Fomos
assaltados, nos dias e semanas mais recentes, por notícias de figuras gradas da
nossa vida pública que estão a contas com a justiça: banqueiros, altos
funcionários da administração do estado, políticos (para já ex-governantes!),
administradores de grandes empresas… numa catadupa de acontecimentos e de
episódios que se vão sobrepondo uns aos outros, quase não dando descanso à
nossa capacidade de digestão noticiosa.
De
repente, os comunicadores – isto é, os jornalistas – tornaram-se alvo das
invetivas dos amigos dos visados, com declarações insidiosas, com impropérios
contra os mensageiros, desculpando os noticiados… Eis senão quando o caçador é como
que caçado!
= Por
muitas e diversas vezes os mesmos intervenientes – acusados, acusadores e
difusores das notícias – reclamam a (tal) ética republicana, onde não se faz
diferença entre os vários cidadãos… até ao momento em que são atingidos de
forma direta ou nos seus mais próximos, sejam amigos ou apaniguados. Agora a tal
ética pretende que possa haver diferença de tratamento, mesmo que isso possa
contradizer o que antes se afirmava. De fato, como se torna perigoso pensar com
a emoção (o coração até corre risco de colapso) e deixar transparecer que a tal
ética republicana é boa, se for a nosso favor e contra os adversários reais ou
fictícios, mas como se torna dura, se nos atinge!
=
Quantas vezes se percebe que há uma justiça para pobres e outra para ricos.

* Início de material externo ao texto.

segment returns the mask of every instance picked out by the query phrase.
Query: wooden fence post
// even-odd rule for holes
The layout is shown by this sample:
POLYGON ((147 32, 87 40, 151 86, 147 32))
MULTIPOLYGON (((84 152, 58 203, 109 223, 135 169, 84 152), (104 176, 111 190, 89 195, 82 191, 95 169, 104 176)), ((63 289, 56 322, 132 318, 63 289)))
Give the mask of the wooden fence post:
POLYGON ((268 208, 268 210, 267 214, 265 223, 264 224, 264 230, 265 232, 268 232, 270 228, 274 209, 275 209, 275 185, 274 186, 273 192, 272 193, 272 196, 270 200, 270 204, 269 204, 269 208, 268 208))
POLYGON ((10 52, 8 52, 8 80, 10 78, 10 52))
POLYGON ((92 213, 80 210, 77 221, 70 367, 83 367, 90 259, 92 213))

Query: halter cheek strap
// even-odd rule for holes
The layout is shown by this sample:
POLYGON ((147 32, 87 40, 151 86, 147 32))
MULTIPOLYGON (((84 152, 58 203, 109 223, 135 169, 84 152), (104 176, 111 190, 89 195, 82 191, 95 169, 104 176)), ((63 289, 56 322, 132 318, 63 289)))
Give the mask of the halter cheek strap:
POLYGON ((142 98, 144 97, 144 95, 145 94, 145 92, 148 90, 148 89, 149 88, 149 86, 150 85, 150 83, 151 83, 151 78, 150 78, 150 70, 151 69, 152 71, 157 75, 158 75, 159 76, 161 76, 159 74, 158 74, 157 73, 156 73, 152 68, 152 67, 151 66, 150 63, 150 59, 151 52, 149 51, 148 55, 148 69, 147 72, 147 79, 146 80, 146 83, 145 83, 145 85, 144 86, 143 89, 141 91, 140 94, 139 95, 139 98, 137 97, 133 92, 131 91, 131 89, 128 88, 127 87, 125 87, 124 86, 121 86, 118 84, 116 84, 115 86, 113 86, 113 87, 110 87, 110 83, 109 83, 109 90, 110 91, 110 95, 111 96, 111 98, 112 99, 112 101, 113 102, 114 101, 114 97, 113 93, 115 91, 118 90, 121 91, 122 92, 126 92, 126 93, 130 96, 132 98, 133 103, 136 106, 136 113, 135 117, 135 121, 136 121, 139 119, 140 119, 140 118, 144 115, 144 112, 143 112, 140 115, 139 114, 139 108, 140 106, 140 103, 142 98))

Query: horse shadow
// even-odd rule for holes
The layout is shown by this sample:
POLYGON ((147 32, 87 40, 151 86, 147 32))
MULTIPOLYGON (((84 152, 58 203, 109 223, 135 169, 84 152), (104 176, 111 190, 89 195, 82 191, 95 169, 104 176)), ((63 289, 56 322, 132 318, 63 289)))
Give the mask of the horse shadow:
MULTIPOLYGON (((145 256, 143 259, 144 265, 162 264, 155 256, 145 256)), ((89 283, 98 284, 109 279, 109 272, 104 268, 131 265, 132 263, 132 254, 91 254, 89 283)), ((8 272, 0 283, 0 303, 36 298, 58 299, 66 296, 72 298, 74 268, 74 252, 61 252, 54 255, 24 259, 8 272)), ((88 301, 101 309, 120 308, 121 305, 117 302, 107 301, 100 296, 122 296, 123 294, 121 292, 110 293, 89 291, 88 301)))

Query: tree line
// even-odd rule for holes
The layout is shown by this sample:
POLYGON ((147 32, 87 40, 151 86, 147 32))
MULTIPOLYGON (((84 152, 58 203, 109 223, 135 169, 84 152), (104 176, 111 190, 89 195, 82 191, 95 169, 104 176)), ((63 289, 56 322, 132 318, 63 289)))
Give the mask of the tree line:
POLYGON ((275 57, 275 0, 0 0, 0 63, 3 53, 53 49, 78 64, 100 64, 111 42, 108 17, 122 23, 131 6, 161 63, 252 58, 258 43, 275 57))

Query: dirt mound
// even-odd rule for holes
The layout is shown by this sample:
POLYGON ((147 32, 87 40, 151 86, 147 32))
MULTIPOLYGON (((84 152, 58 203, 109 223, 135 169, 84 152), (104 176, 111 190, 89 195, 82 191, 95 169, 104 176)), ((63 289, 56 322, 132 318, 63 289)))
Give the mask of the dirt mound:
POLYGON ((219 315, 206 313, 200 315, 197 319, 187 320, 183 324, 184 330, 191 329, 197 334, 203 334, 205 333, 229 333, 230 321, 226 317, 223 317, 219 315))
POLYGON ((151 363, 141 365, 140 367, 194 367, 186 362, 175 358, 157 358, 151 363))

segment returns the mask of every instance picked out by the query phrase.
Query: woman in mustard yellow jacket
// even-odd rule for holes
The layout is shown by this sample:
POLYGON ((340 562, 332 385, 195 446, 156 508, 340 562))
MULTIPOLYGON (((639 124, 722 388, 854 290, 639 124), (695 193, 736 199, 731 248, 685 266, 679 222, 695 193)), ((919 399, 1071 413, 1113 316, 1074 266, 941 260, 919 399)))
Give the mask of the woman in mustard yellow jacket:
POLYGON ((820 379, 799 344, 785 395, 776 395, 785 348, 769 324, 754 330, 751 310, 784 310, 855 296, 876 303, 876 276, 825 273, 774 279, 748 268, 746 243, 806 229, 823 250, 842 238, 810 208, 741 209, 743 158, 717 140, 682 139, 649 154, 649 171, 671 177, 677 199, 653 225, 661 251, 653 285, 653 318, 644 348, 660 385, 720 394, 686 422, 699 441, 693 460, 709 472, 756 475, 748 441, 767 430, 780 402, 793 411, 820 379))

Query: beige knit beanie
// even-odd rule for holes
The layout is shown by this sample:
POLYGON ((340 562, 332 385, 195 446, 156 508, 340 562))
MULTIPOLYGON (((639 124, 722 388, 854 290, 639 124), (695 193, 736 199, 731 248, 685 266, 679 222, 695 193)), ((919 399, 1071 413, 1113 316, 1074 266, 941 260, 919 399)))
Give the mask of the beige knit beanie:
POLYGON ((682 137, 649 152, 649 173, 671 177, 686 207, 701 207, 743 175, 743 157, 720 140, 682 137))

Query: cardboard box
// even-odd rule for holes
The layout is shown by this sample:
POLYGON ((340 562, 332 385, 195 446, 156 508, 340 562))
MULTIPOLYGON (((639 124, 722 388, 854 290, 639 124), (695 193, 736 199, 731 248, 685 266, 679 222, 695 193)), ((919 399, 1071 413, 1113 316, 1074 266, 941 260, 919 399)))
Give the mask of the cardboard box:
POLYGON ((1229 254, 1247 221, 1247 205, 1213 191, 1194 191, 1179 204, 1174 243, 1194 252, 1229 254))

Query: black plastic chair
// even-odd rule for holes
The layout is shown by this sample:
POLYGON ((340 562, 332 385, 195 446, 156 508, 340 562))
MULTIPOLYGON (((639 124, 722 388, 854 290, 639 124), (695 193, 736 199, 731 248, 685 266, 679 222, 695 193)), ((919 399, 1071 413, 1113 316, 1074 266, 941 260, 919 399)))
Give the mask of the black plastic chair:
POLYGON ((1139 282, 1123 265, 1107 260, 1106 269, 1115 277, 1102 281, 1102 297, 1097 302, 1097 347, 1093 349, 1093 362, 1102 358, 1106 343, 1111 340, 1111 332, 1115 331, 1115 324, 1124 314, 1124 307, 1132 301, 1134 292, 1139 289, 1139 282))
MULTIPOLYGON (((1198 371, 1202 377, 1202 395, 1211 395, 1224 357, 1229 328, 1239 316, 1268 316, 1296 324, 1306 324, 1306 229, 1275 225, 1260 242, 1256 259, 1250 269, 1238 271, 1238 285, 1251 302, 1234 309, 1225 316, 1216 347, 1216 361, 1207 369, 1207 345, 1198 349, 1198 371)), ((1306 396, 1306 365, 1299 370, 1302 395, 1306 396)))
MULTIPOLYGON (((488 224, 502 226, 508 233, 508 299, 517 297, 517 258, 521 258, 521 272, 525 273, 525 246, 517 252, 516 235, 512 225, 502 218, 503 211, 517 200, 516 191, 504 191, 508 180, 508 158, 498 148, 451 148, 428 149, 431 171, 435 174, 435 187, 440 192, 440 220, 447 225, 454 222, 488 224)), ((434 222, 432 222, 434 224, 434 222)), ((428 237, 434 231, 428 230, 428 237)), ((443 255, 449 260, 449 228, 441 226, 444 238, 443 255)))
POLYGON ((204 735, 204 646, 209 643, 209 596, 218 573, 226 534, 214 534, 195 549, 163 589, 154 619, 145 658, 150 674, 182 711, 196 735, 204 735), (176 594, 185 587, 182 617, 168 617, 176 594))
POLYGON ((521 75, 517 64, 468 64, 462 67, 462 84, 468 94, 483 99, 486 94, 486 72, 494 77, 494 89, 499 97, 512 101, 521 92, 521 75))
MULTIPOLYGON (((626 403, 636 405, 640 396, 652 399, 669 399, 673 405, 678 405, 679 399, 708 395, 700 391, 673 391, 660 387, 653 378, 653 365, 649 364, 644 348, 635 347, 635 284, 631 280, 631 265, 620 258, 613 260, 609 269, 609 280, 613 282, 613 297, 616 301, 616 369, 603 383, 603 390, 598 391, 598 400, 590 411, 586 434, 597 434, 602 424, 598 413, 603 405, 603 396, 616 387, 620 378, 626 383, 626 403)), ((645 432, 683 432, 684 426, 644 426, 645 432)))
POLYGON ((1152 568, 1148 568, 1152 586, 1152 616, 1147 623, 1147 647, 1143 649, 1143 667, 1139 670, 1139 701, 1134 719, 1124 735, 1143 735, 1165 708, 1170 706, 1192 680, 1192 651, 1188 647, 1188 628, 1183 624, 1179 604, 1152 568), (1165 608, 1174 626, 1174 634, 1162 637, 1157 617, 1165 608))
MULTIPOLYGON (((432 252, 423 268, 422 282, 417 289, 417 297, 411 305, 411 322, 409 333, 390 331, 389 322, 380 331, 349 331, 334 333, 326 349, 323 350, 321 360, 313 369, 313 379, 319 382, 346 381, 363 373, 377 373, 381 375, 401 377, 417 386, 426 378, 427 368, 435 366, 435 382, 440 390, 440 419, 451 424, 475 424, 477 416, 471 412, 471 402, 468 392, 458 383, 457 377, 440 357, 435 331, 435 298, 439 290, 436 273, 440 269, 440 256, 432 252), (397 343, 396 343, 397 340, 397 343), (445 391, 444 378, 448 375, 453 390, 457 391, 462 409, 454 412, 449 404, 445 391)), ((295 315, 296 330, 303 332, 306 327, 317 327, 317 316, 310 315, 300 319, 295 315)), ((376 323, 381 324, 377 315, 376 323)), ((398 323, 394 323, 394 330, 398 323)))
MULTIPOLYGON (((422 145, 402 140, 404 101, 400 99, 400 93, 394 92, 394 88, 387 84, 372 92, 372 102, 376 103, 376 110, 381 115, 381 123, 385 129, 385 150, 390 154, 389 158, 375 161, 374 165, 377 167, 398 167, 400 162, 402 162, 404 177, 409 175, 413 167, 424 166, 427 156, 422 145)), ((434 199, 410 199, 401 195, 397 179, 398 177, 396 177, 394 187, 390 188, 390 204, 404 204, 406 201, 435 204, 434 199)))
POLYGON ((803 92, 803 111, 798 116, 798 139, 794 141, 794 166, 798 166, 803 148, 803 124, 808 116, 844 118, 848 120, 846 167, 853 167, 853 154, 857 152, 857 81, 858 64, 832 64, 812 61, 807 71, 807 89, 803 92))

Estes podem pagar caução – em tempos recentes largos milhões de euros – e ter
penas de coação menos gravosas. Os pobres pagam no silêncio e, quando muito,
vão-lhes permitindo pagar com trabalho social/comunitário, pequenas infrações
para que as cadeias não sejam superlotadas…
Embora,
como sempre, todos sejam inocentes (ou não-culpados) até ser transitado em
julgado, há situações em que o pior juízo é o da (dita) opinião pública,
sobretudo se o atingido pode ser menos bem querido por alguma das fações
sociais, económicas ou políticas…
= Quando
de tantas e tão variadas formas se faz da exposição da vida pessoal uma espécie
de espetáculo público, torna-se correlativo que, casos de justiça, sejam usados
com pretensões de notícia, quando deveriam ser tratados no recato e respeito
pela intimidade da pessoa humana, sobretudo quando ela está mais vulnerável.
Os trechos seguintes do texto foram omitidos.